I have to keep talking about the game design in Mark of the Ninja because there is just so much to talk about. The levels are big, have multiple paths to take and encourages some degree of experimentation. One area may have lots of lasers blocking your path, forcing you to go around. However if you previously equipped the smoke bomb that temporarily blocks lasers, you can go through it, thereby allowing you to perhaps avoid a tricky room or two. The downside is that you might have missed a collectible by doing such a thing.
Each level really allows you to go wild with the toolkit the game gives you, both mechanically and upgrades/items-wise. They all have different sub-objectives that, once completed, gives you upgrade points. Some require a great deal of forethought, especially if it involves terrorising guards (which is best done by hanging them from lampposts à la Batman: Arkham Asylum). Some upgrades make items better, others make you more effective with different ways to kill or, for example, becoming quicker at lock-picking.
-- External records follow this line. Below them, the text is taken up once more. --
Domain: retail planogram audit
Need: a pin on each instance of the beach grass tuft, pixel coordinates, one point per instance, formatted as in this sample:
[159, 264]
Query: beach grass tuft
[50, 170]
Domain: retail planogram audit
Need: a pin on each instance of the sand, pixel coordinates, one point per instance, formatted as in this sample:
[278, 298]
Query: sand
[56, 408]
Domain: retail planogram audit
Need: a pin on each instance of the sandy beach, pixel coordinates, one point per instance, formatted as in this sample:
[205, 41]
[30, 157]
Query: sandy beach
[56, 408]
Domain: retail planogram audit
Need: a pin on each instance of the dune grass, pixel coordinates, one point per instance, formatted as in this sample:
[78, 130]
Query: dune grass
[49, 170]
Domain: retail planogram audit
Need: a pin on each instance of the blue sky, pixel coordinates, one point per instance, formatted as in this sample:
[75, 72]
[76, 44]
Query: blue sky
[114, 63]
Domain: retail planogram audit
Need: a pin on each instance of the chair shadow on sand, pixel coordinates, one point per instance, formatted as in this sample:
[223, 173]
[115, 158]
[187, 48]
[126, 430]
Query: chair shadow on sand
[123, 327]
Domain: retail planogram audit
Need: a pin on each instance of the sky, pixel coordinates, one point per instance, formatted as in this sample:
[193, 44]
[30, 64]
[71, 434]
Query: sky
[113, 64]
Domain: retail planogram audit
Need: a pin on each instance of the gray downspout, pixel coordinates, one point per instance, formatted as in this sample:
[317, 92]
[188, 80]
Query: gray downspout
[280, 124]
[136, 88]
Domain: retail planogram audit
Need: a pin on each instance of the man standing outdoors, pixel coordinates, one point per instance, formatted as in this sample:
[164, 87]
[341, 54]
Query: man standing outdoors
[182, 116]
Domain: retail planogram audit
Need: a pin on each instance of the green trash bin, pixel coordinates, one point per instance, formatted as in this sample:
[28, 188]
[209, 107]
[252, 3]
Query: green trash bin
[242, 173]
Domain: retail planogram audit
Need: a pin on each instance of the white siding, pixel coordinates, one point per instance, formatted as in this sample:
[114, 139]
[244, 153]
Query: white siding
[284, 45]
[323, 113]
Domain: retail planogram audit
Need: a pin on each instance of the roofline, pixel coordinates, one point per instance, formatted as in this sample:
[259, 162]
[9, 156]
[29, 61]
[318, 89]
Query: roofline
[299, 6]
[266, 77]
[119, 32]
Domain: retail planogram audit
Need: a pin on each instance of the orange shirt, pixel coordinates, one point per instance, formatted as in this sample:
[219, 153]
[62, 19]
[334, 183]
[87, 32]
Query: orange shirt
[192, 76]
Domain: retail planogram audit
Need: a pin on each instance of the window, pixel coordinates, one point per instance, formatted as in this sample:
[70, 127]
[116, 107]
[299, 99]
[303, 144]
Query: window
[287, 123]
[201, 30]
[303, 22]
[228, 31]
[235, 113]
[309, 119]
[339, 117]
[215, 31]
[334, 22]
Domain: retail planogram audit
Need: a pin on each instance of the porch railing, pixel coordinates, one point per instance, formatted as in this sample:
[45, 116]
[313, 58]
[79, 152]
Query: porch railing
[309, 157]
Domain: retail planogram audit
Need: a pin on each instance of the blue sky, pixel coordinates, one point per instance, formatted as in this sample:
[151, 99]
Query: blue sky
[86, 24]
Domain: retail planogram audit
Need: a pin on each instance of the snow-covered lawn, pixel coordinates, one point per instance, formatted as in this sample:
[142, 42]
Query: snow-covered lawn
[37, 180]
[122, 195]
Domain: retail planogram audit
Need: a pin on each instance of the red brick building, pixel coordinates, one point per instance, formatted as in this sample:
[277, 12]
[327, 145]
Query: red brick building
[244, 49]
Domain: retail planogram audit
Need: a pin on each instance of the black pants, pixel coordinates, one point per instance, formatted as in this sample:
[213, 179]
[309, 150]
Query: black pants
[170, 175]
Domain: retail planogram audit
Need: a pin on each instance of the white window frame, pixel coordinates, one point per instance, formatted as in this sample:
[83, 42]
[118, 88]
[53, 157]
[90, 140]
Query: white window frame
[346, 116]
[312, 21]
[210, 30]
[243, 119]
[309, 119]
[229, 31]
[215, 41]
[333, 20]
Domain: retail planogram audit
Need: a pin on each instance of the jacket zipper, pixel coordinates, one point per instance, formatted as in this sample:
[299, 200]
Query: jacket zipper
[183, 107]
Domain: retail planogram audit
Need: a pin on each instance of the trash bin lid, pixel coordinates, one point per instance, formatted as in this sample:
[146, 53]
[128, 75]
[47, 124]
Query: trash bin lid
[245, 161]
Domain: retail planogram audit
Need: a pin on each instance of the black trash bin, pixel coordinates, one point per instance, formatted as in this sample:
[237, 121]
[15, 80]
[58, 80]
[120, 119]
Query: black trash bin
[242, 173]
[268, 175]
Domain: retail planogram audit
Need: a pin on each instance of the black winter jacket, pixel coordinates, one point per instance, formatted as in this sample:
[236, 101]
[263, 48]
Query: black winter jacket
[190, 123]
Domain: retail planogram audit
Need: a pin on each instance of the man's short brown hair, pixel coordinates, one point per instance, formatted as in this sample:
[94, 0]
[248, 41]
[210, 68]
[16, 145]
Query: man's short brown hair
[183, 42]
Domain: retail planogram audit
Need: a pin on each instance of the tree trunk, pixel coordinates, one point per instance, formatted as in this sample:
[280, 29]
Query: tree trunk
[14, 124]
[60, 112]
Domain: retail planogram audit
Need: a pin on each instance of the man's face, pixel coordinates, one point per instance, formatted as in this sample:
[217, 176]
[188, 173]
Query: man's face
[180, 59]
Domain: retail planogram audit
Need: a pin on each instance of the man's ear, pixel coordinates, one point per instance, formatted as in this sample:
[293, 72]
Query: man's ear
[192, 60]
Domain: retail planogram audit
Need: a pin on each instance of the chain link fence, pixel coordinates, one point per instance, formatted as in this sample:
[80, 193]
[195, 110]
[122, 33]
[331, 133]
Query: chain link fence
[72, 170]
There are even other ninja outfits to unlock that dramatically changes the way you play. Prefer to kill? There is an outfit that heals when you kill, but you can’t use non-lethal items. Prefer to sneak? An outfit makes you quieter, but you can’t have a sword. I’ll be honest and say I didn’t really use the new outfits as I didn’t want to funnel my way into one avenue of playing, but I will certainly give them a go.
If I have spent the majority of this BDTB gushing over the game-play of Mark of the Ninja, it’s because that is real highlight of the game. The graphics have a great deal of style to them, and I like how hand-drawn they seem and how clean they are, but they aren’t a highlight. Same with the story; it is barely there but what is there is pretty good. There are some cool designs and twists with both as the game comes to an end, but they aren’t anything to write home about. No, what needs to be lauded is just how incredible the game-play is. It is so good that I will certainly New Game+ Mark of the Ninja later in the year, something I only do for the crème de la crème of games (like the similarly superb Bastion). I don’t think there is a stronger recommendation.